Whose Departure? Whose Compass?
The departure from inactivity and lobbying politicians to challenging them, at least the short term causes of it are rooted in the Vote No Campaign of last year. The campaign that was undertaken by committed cadres from the trade union, students union movements, left organisations and social movements and some parties like the MDC99.
The campaign was bringing together young activists like myself and fellow students at the time and experienced activists, some of whom have seen the launch of both the NCA, MDC etc.
The way we saw it was that the decision to form a party in a supposedly two-party society was going to be a brave and ideological one. That it was to be a brave one, was seen by some comrades who knew that the MDC/Zanu PF narrative was no longer beneficial to the country’s electoral politics, but because of cowardice decided to be ‘do-nothings’, critics who are afraid of going and facing the people themselves.

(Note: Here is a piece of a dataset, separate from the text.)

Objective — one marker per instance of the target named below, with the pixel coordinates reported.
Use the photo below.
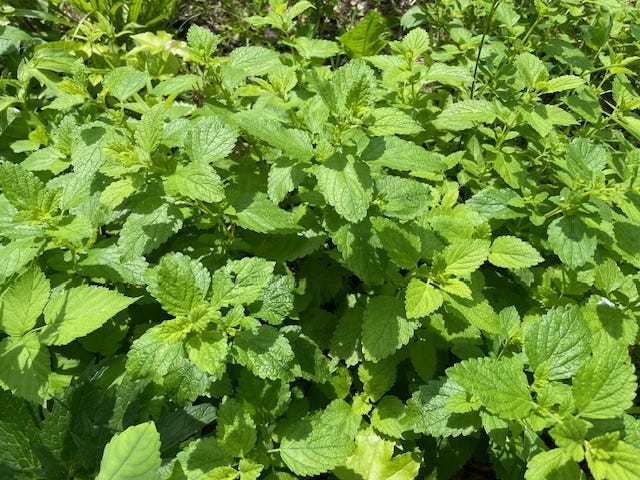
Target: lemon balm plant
(329, 259)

Some of our cadres in the Vote No campaign retreated to their shells due to cowardice and betrayed the cause, leaving the burden upon the NCA. The departure of the NCA was hence by all material facts a brave one. However some fell along the way, and better that they fell away at the beginning of the journey when we haven’t entrusted our backs to them.
These comrades and others have lost their compasses, for even if there are to join other parties or likely coalitions in the long run, they will always depart and run away at the first whiff of the meet-the-people gunpowder.
Some have runaway from leaving politics of the offices because they are afraid of talking and listening to the organic intellectualism of the people. The people who have legitimate cause to be informed that the 2013 Constitution process was a historic deception.
The people who have to know that the deceptive politicians no longer had the moral right nor authority to be lobbied, but to be met head-on at the polling station and in parliament and council rooms.
And at the same to be met on the streets, in campuses, villages and towns like what the people of Chitungwiza have done in the past week that Zhangazha and his comrades have chickened out of a party that was departing from elitism to community organising.
Not to be spared are trade union and students union leaders who urge their supposed followers to follow the outdated concept of economism that stated that ‘workers and students’ have no place in politics, that they must concentrate on bread and butter issues and leave politics to the politicians.
Comrades it’s highly dishonest to go public due to actions that have resulted from cowardice. And being scared of the ordinary people would make an elitist person who dreams of travelling first class run out of the mbombela class of the freedom train and claim that others have lost the compass.
We may never have been travelling in the same direction in the first place; neither would the people spare first class seats for self-styled leaders.
Since it is fashionable to quote late revolutionaries, here is one phrase that was made famous by Russian revolutionary Leon Trotsky. On 25 October 1917, there was a meeting of the Congress of Soviets when news came that the Bolsheviks were seizing power.
Other perfectionists, cowards, do-nothings and Mensheviks decided not to participate in the Congress and to walk out of the room where the Congress was being held. As these people were leaving, refusing participation, holding on to the past and to their faulty compasses, Trotsky taunted them, by proclaiming –truthfully as it turned out-that they were on their way into the dustbin of history! Adieu!